Googles Sündenfall
Wer googelt, der provoziert den Grimm der sanftmütigen Gottheit
Wenn es einen lieben Gott gibt, dann muss er mit www.google.com identisch sein: Allwissend ist er für alle da. Antworten bekommt jeder, es wird nicht gefragt, ob jemand per Micropayment gesät hat. Manchmal mysteriös (z. B., wenn man den Termin des chinesischen Neujahrs oder den Jahrestag der Google-Erfindung nicht kennt), immer zuverlässig, vor allem in Zeiten der Krise (wie am 11. September, als kürzeste Zeit nach den Angriffen der Content der großen Nachrichtensites auf den mächtigen Google-Servern gemirrort wurde).
Wir alle (fast alle, vgl. Spyware und unsterbliche Cookies, Filtern ist nicht einfach, Die Welt ist keineswegs alles, was Google auflistet, Indexsäuberungen bei Google) lieben Google - und keiner von uns dankt Google ausreichend für die Wohltaten, die es uns widerfahren lässt. Das Wunder Google ist uns so sehr zur Selbstverständlichkeit geworden, dass wir nicht mehr suchen, sondern googeln.
Der Amerikaner ist noch wesentlich Internet-affiner als wir ökologisch-technologiefeindlichen Alteuropäer. Für den Amerikaner ist Google so sehr die Internetsuchmaschine, dass man bereits in der Realwelt googelt, d.h. sucht. Hier ein Sprachbeispiel eines Mädchens, das nach seiner anderen Socke googelt.
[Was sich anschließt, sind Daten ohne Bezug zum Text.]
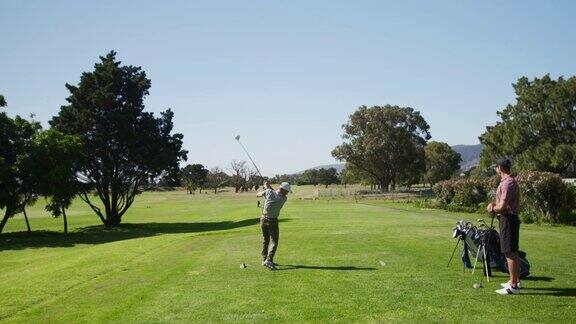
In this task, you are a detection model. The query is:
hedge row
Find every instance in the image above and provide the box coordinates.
[434,171,576,224]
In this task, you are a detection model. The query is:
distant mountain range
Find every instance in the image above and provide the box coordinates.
[452,144,484,171]
[304,144,484,174]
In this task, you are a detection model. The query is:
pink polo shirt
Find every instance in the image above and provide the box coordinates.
[496,175,520,215]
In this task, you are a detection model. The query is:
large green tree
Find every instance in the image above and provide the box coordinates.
[316,168,338,188]
[332,105,430,191]
[425,141,462,185]
[0,112,41,233]
[480,75,576,177]
[50,51,187,226]
[181,164,208,194]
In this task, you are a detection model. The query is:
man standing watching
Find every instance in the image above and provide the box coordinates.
[486,158,521,295]
[256,181,292,270]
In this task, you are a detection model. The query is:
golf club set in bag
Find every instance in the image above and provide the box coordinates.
[447,218,530,281]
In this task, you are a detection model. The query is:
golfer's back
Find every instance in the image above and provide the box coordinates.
[262,189,287,218]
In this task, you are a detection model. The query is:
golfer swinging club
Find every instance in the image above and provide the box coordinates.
[486,159,520,295]
[256,181,292,270]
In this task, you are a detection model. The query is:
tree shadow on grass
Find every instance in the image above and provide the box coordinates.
[0,218,288,251]
[522,287,576,297]
[276,264,376,271]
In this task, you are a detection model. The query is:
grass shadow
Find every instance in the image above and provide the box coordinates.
[276,264,376,271]
[0,218,280,251]
[522,287,576,297]
[522,276,556,282]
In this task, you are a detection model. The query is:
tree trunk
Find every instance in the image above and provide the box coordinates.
[0,209,10,233]
[62,208,68,234]
[104,213,122,228]
[22,206,32,233]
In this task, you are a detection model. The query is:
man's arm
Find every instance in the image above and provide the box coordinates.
[486,187,511,214]
[256,181,272,197]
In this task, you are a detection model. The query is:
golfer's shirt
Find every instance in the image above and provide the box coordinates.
[262,189,288,218]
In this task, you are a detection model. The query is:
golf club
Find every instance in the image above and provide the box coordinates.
[234,135,264,179]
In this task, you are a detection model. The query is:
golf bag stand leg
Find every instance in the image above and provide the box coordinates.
[472,245,482,275]
[482,244,492,282]
[446,239,460,268]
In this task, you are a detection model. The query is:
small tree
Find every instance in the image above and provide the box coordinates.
[31,129,84,233]
[425,141,462,186]
[181,164,208,194]
[207,167,229,194]
[50,51,187,227]
[480,75,576,177]
[298,169,318,185]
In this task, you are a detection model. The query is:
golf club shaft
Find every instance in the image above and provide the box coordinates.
[238,140,264,179]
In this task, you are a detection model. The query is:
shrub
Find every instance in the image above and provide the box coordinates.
[516,171,576,224]
[434,179,489,211]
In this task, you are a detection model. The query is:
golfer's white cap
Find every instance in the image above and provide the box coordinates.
[280,182,292,192]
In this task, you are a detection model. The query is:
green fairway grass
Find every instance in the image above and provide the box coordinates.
[0,188,576,323]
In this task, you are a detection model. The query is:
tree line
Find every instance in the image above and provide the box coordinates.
[332,75,576,191]
[0,51,187,233]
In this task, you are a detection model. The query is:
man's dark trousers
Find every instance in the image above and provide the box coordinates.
[260,217,280,261]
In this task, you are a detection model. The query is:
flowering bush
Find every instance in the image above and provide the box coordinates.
[516,171,576,224]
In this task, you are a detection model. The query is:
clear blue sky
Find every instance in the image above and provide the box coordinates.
[0,0,576,174]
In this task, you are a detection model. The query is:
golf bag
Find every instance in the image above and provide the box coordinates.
[452,221,530,278]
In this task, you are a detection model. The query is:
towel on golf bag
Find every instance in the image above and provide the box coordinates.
[498,251,530,279]
[462,226,530,279]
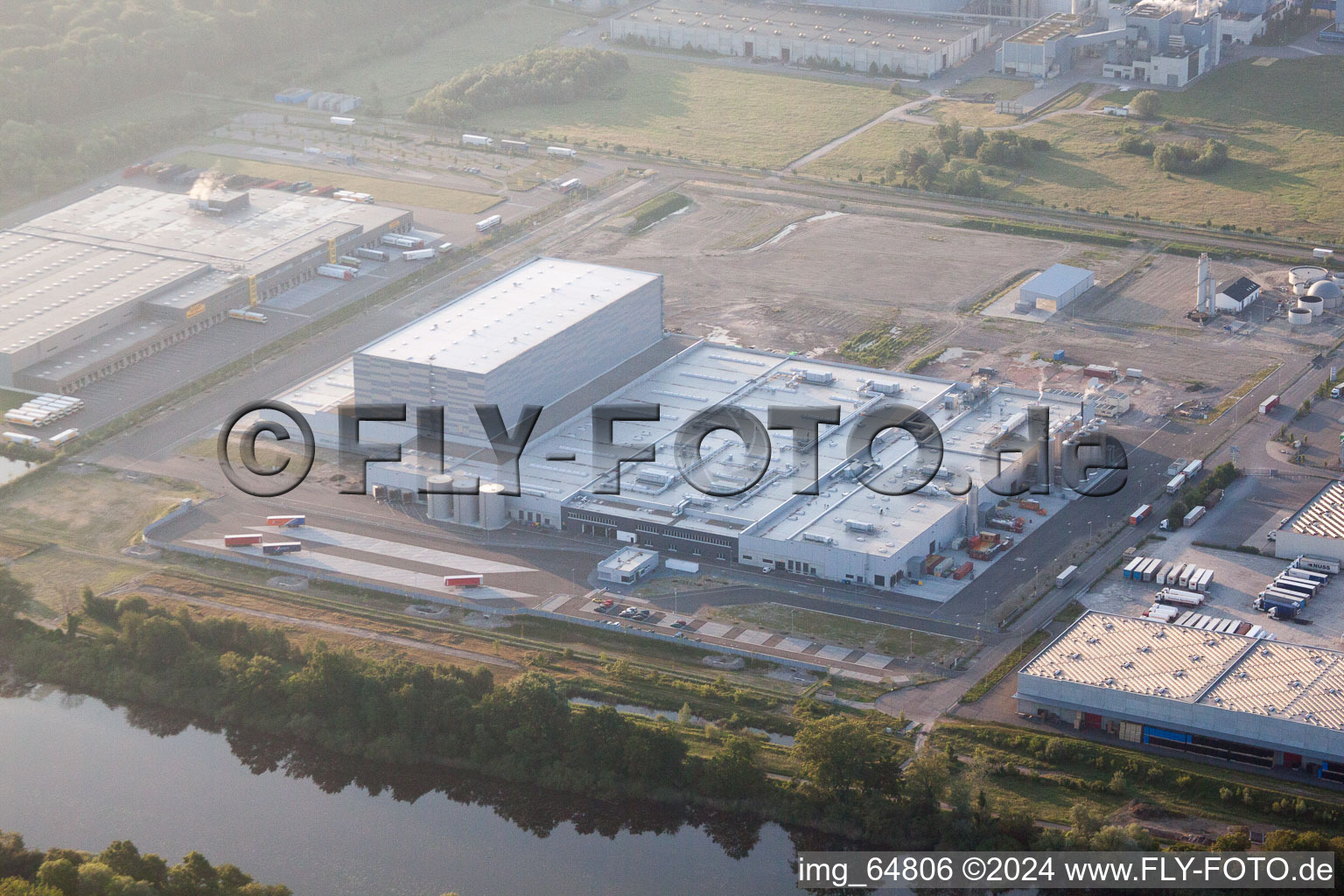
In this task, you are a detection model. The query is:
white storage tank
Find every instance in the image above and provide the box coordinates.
[1297,296,1325,321]
[480,482,508,529]
[1306,279,1341,312]
[1287,264,1329,296]
[453,482,484,525]
[424,472,453,522]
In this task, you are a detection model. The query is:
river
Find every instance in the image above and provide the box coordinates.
[0,690,828,896]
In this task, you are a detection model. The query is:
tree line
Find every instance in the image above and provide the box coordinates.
[0,830,290,896]
[883,118,1050,196]
[0,568,1338,859]
[406,48,630,126]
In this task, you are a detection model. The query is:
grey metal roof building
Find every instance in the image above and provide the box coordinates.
[0,186,411,391]
[1020,264,1096,312]
[272,258,1099,599]
[1274,480,1344,562]
[609,0,992,77]
[1015,612,1344,782]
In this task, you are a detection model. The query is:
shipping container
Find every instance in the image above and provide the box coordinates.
[225,532,261,548]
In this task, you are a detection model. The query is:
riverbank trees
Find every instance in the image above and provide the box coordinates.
[0,830,290,896]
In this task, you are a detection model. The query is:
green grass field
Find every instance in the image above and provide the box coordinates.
[332,4,587,114]
[805,56,1344,239]
[173,151,500,214]
[467,56,902,166]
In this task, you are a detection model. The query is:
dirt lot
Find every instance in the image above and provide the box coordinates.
[556,186,1074,354]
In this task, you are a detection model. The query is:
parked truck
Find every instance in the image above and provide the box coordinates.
[317,264,355,279]
[225,532,261,548]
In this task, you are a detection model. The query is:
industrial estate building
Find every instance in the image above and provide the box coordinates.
[281,258,1102,588]
[995,0,1223,88]
[1018,264,1096,312]
[1015,612,1344,782]
[0,186,411,392]
[1274,481,1344,563]
[609,0,992,77]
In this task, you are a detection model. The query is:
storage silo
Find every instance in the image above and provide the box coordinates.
[480,482,508,529]
[1306,279,1341,312]
[424,472,453,522]
[453,484,484,525]
[1287,264,1329,296]
[1297,296,1325,321]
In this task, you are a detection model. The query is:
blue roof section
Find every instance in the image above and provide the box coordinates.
[1027,264,1093,296]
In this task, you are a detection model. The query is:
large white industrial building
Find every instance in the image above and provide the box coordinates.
[1274,480,1344,563]
[272,258,1102,597]
[1016,612,1344,783]
[0,186,411,392]
[607,0,993,78]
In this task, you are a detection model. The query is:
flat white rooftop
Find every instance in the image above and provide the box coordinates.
[1018,612,1344,731]
[359,258,659,374]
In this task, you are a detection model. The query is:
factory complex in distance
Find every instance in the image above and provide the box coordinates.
[272,258,1103,599]
[0,186,411,392]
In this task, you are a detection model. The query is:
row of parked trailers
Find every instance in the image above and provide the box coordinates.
[1124,557,1214,594]
[1253,557,1339,620]
[4,392,83,429]
[1145,605,1274,640]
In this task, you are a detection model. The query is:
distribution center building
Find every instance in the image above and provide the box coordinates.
[1018,264,1096,312]
[0,186,411,392]
[272,258,1102,599]
[1015,612,1344,783]
[609,0,993,78]
[1274,481,1344,563]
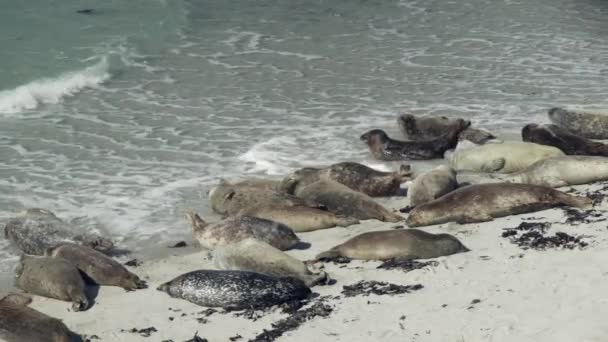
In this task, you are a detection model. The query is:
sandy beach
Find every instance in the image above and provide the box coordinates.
[2,179,608,342]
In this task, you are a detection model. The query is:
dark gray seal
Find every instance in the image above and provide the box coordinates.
[521,124,608,157]
[406,183,592,227]
[277,162,412,197]
[15,255,89,311]
[47,243,148,290]
[4,208,114,255]
[186,211,300,250]
[158,270,311,310]
[361,120,470,161]
[0,294,82,342]
[316,229,469,260]
[548,107,608,139]
[397,114,496,144]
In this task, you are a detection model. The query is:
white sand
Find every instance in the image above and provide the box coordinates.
[16,185,608,342]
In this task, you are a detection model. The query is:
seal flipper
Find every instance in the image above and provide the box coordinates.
[481,158,507,172]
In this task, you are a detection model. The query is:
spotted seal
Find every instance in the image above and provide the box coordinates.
[158,270,311,310]
[186,210,300,250]
[315,229,469,260]
[406,183,591,227]
[4,208,114,255]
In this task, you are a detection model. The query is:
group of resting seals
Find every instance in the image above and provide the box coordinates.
[0,109,608,342]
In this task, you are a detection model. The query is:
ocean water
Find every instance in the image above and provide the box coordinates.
[0,0,608,271]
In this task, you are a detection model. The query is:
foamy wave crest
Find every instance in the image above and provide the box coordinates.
[0,57,110,114]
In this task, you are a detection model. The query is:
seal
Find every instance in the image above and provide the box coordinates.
[278,162,412,197]
[548,107,608,139]
[407,165,458,207]
[158,270,311,310]
[15,255,89,311]
[186,211,300,250]
[315,229,469,260]
[4,208,114,255]
[284,175,403,222]
[0,294,82,342]
[503,156,608,188]
[238,207,359,233]
[47,243,148,291]
[397,114,496,145]
[446,141,565,173]
[209,180,322,215]
[210,239,327,287]
[521,124,608,156]
[360,120,470,161]
[406,183,591,227]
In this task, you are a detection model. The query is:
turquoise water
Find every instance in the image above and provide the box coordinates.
[0,0,608,272]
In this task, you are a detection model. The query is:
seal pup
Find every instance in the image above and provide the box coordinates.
[15,254,89,311]
[285,176,403,222]
[157,270,311,310]
[548,107,608,139]
[46,243,148,291]
[0,294,82,342]
[446,141,565,173]
[407,165,458,207]
[360,120,470,161]
[186,210,300,250]
[210,239,327,287]
[406,183,591,227]
[278,162,412,197]
[521,124,608,156]
[237,206,359,233]
[209,180,322,215]
[397,114,496,145]
[4,208,114,255]
[503,156,608,188]
[315,229,469,260]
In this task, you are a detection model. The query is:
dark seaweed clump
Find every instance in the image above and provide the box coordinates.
[376,258,439,272]
[249,297,334,342]
[502,222,589,250]
[342,280,424,297]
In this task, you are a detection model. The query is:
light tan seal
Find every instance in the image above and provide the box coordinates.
[0,294,82,342]
[407,165,458,207]
[285,176,403,222]
[186,210,300,250]
[315,229,469,260]
[47,243,148,291]
[211,239,327,287]
[209,181,320,215]
[406,183,591,227]
[238,207,359,233]
[15,255,89,311]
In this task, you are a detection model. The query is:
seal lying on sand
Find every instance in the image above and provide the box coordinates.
[158,270,311,310]
[278,162,412,197]
[15,255,89,311]
[360,120,470,161]
[406,183,591,227]
[238,207,359,232]
[503,156,608,188]
[4,208,114,255]
[0,294,82,342]
[407,165,458,207]
[446,141,565,173]
[284,176,403,222]
[47,243,148,290]
[186,211,300,250]
[397,114,496,144]
[211,239,327,286]
[548,108,608,139]
[521,124,608,156]
[209,180,322,215]
[315,229,469,260]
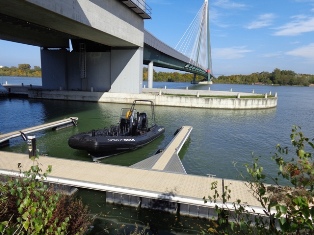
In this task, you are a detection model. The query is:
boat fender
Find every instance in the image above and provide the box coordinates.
[155,149,164,154]
[173,127,182,135]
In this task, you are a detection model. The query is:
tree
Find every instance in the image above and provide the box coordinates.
[204,127,314,235]
[0,160,91,234]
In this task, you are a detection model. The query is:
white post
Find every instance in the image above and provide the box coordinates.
[148,61,154,88]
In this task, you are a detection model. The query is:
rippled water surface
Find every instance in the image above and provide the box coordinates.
[0,77,314,233]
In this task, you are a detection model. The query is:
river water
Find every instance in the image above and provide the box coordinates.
[0,77,314,234]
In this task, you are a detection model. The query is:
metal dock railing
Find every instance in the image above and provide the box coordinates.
[0,117,78,147]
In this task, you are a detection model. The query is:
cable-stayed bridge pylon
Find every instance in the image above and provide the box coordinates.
[175,0,213,81]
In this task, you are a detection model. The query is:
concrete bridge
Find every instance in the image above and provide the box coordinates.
[0,0,207,93]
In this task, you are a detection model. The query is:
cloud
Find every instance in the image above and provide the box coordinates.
[286,43,314,60]
[246,13,275,29]
[274,15,314,36]
[212,46,251,60]
[211,0,246,9]
[262,51,282,58]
Was kann's Schöneres geben, als sich nach drei, vier Jahren der Existenz dazu anzuschicken, Wörtern wie to search for, to look for oder to check for Konkurrenz zu machen? Doch weit gefehlt! Wer googelt, genau der provoziert den Grimm der sanftmütigen Gottheit. Das musste laut BBC der Betreiber von Word Spy erfahren, einer Lexikon-Site, die das Verbum to google verzeichnet hatte. Die Google-Anwälte wollten eine Entfernung des Begriffs oder eine Kennzeichnung des Trademark-Status des Worts. Letzterem wurde mit dem Satz Note that Google(tm) is a trademark identifying the search technology and services of Google Technologies Inc. genüge getan.
Im Prinzip ist dagegen nichts einzuwenden, dass die Firma Google ihre Markenrechte an Google schützen will. Aber sie sollte nach Möglichkeit Lexikographen in Ruhe lassen. Wenn Sie ein x-beliebiges Wörterbuch aufschlagen, finden Sie mit großer Wahrscheinlichkeit vorn den Hinweis, dass Waren ohne Erwähnung etwa bestehender Patente, Gebrauchsmuster oder Warenzeichen genannt werden, wie in Nachschlagewerken üblich. Es würde ein bisschen zu weit gehen, jeden einzelnen Begriff juristisch durchchecken zu lassen.
Denn viele Rechte sind nicht evident. Dass Tempo oder Kleenex Marken sind, ist offensichtlich, auch wenn die Wörter generisch gebraucht werden. Aber hätten Sie's auch bei Laptop und Walkman gewusst? In dem BBC-Artikel wird spekuliert, dass es genau darum geht: Google will nicht, dass die eigene Marke so sehr verwässert wird, dass sie vielleicht irgendwann gelöscht wird.
Doch wenn eine Konkurrenzfirma solch eine geschützte Marke missbraucht, kann sie ja verklagt werden. Aber es geht nicht an, dass Rechtsanwälte Lexikographen in den USA per Markenrecht einschüchtern, dass sie geläufige Bestandteile des Wortschatzes aus Lexika draußen halten, wie der Lexikograph Sidney I. Landau laut BBC beklagt.
Wurde es je in einer unabhängigen, sinnvollen Studie untersucht, ob der Eingang eines Begriffs in die Alltagssprache nutzt oder schadet? A priori ist keineswegs klar, ob es dies zum Nachteil gereichen muss (Ein Notebook? Nein, ich will schon einen Laptop!).
In jedem Fall wird Google herausfinden, dass es wesentlich schädlicher für die so genannte Marke ist, mit wissenschaftsfeindlicher Juristerei assoziiert zu werden, als in einem Lexikon zu stehen. In einer allgemein vernetzten Welt laufen derlei Geschichten sehr schnell um, und das sollte niemand besser wissen als Google allwissend.